C'est la troisième année consécutive que La Fondation des Femmes organise le Prix Gisèle Halimi, concours en hommage à l'illustre avocate et défenseuse des droits des femmes. Une compétition orale au fil de laquelle une dizaine de participantes vient s'exprimer sur le sujet des violences faites aux femmes, pour dénoncer le "sexisme par le verbe". En 2018, Christiane Taubira, ex-Garde des Sceaux en avait été la présidente du jury. Cette année, lors de l'édition qui a eu lieu le 7 septembre 2019 au studio 104 de la Maison de la Radio, les prestations ont été jugées par Muriel Robin (actrice), Julie Gayet (actrice et productrice), Titiou Lecoq (journaliste), Valence Borgia (avocate), Lauren Bastide (journaliste et créatrice du podcast La Poudre), Christiane Féral-Schuhl (avocate et présidente du Conseil national des barreaux), Sandrine Treiner (directrice de France Culture), Fatou Diome (autrice et présidente du jury) et Gisèle Halimi (avocate et présidente d'honneur du jury).
A l'issue d'une journée intense en témoignages et en déclaration percutantes, une concurrente s'est vu remettre le prix coup de coeur de l'événement : Catherine Zlatkovic. Sa particularité, au-delà d'un récit poignant et d'une présence indéniable sur scène, est son handicap. Catherine Zlatkovic est sourde, et parle avec le langage des signes. Un moyen d'expression qui, s'il permet aux personnes atteintes de surdité de communiquer, est bien trop peu enseigné à l'ensemble de la société, et les maintient dans une exclusion aux conséquences parfois tragiques.
Elle raconte ainsi l'histoire du féminicide de Joanna, une femme sourde retrouvée brûlée vive à son domicile par la police, le 28 juillet 2016, alors qu'elle avait déposé plusieurs fois une main courante contre son conjoint - qu'elle avait décidé de quitter. A travers ce meurtre, la lauréate s'indigne contre le fait qu'aucun agent officiel ne parle la langue des signes.

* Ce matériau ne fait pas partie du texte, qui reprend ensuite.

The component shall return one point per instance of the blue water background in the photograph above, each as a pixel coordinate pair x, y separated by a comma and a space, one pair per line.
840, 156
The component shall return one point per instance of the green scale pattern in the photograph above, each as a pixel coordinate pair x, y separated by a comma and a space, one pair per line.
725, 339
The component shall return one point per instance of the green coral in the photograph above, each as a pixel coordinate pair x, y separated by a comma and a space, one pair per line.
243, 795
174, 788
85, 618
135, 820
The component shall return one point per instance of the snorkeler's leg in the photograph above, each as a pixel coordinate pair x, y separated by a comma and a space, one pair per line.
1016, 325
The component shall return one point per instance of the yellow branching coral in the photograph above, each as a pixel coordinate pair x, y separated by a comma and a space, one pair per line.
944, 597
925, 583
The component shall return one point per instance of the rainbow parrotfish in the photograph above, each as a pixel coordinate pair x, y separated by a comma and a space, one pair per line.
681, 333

"Au commissariat, pas de langue des signes ! Dans l'hôpital, pas de langue des signes ! Dans les associations, pas de langue des signes ! Chez l'avocat, pas de langue des signes ! Jamais, jamais. Le silence partout. Et nous, découragées, on abandonne". Elle dénonce l'emprise de ce silence, qui rend la vie des femmes sourdes et en situation de handicap périlleuse. Un silence dangereux, voire mortel, car personne n'écoute leur souffrance, comme elle le souligne tristement dans le cas de Joanna : "Personne ne l'a écoutée, jusqu'à ce qu'on n'entende plus parler d'elle".
Elle martèle que les femmes en situation de handicap sont trois fois plus victimes de violences conjugales, et que 80 % des femmes en situation de handicap sont victimes de violences (un rapport de l'ONU parle également de 4 femmes sur 5). Des chiffres peu communiqués, qui témoignent de l'indifférence dans laquelle ces victimes évoluent. "A l'ère des inventions technologiques, des avancées sociétales, les institutions nous passent sous silence", poursuit-elle. Cette injustice, Catherine Zlatkovic l'a brillamment et sobrement évoquée dans son intervention qui a captivé l'audience et le jury. Elle la conclut par l'impératif : "Arrêtons de détourner le regard. Il suffit d'ouvrir ses yeux et d'écouter un minimum. Alors maintenant, on écoute, maintenant, on agit".
Le 27 septembre, 111 femmes avaient été victimes de féminicides depuis le début de l'année. Soit 10 depuis le début du Grenelle des violences conjugales.